El proceso emancipador, en sentido estricto, duró aproximadamente cincuenta años y va a involucrar la participación de más de dos generaciones que, desde sus propias perspectivas e intereses, intentarán definir el futuro con la participación de un universo amplísimo de personas que serán parte de ese fenómeno político, económico y social. Es comprensible asumir que en ese lapso hubo choques generacionales, conflictos de intereses y lealtades. No obstante, a su particular saber y entender, todos creyeron aportar a la construcción de un Estado libre y una Nación en donde vivir bien y mejor. Pero esas intenciones no terminan aún de hacerse realidad; quizá porque se pasó violentamente del idealismo a la realidad y debemos seguir construyendo ese futuro diferente, es decir, tenemos necesidad de conocer y reflexionar el sueño fundacional.
El Perú, como Estado independiente, se inauguró en circunstancias no tan favorables a la “independencia” y por ello podría entenderse como un hecho menor o una simple declaración, como las ha habido muchas a lo largo de nuestra historia, pues vaya que sí hemos sido ricos en proclamas, manifiestos, declaraciones, promesas y sueños. Pero no es así, es el comienzo de una existencia distinta, de la que todos somos, hoy como ayer, directos responsables.
En este tiempo que nos toca vivir ahora, con angustias y con la muerte que nos ronda, con inseguridad social, falta de responsabilidad de los que juegan a la política, carencia de valores de muchos de los que ostentan cargos, ausencia de compromiso con y entre los ciudadanos; cuando vemos que parece entronizarse la mentira, la corrupción, la usura, la coima, el dinero fácil, con casi inexistencia de servicios públicos adecuados, bajísimo nivel educativo, desigualdad de oportunidades y una creciente desesperanza, sentimos que el peso tremendo de esas crudas realidades no nos permiten ver ese día, el próximo 28 de julio, como una fecha para tener en cuenta y para darle un sentido profundo, que vaya más allá de discursos no sentidos y de homenajes frívolos.
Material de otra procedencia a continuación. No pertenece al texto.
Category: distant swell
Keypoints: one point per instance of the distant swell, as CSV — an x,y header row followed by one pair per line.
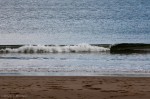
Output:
x,y
55,49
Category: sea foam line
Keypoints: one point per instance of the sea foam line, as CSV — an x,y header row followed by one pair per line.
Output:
x,y
55,49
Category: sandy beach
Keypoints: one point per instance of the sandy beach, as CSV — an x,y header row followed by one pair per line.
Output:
x,y
47,87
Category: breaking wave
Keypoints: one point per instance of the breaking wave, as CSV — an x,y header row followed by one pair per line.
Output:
x,y
55,49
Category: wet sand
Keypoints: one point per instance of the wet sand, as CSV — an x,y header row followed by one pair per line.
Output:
x,y
21,87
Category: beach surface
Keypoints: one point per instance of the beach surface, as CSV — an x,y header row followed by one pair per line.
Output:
x,y
66,87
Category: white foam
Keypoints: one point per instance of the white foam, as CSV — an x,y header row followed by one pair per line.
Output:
x,y
55,49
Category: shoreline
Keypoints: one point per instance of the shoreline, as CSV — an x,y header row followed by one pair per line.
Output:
x,y
74,87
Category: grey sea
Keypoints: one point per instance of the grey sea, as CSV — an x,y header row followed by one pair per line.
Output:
x,y
75,24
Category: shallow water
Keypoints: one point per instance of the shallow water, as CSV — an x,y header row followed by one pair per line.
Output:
x,y
67,22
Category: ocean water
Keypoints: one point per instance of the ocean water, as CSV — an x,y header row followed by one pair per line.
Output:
x,y
78,23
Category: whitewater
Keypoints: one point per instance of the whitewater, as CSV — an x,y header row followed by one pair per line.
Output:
x,y
62,37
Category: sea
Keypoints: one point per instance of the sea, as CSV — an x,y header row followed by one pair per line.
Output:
x,y
76,24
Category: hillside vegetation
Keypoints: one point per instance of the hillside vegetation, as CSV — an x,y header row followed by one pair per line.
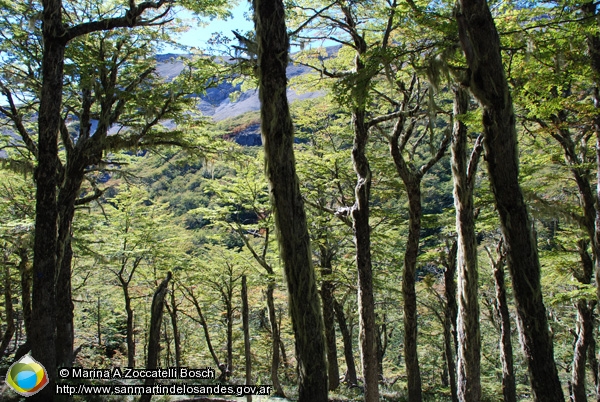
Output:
x,y
447,161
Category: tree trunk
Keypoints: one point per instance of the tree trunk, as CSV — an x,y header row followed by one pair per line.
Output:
x,y
204,325
593,44
10,313
229,309
174,324
481,44
362,239
290,218
585,327
130,339
43,315
350,377
65,333
509,390
327,287
246,329
26,282
450,318
411,356
158,300
276,339
469,337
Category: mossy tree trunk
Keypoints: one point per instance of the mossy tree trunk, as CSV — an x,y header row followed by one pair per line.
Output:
x,y
290,218
463,174
481,44
450,318
350,377
156,313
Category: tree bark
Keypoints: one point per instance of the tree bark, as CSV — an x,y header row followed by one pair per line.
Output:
x,y
469,337
26,281
481,44
350,377
246,329
290,218
43,315
450,318
509,390
413,374
276,339
174,324
585,327
9,311
327,287
156,312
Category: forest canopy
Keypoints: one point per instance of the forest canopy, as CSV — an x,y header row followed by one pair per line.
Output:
x,y
411,214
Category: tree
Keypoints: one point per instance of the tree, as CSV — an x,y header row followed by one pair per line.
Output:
x,y
463,173
290,219
487,81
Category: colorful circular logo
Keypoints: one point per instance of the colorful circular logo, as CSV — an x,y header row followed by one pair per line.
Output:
x,y
26,376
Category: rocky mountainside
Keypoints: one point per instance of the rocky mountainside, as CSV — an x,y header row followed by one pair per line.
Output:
x,y
218,103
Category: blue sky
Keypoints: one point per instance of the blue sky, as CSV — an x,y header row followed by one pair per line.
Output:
x,y
198,36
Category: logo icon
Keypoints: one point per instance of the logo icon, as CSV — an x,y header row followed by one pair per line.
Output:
x,y
27,376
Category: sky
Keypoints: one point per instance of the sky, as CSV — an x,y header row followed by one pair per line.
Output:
x,y
198,36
Y, a pesar de todo ello, nos toca hacer un esfuerzo para comprender la importancia y el significado de nuestra fecha fundacional, con la certeza de que somos un país muy joven, que vive recién su adolescencia política y que años de luz vendrán para las siguientes generaciones.
No debemos dejar que se nos robe el derecho a cimentar la existencia colectiva en el conocimiento de nuestra historia, porque se ha devaluado intencionalmente el estudio de la historia patria, perdiendo de vista todos aquellos actos notables, vivencias gloriosas, gestas de heroico arrojo, luchas por sueños, por ideales, por una existencia digna, y se ha pretendido borrar tanto éxitos como fracasos, luces y sombras para hacernos creer que somos una sociedad sin historia, sin referencia; sin un ancla a los elementos de nuestra identidad que existen en la rica diversidad que nos caracteriza. Somos y seremos blanco fácil de un astuto y triste planificador.
Recordar hitos sustantivos es afianzar nuestro sentido de pertenencia ya que en el análisis y la reflexión es necesario, siempre orienta y ayuda a entender que somos parte de un gran todo llamado Nación y de una inmensa esperanza que se llama Patria.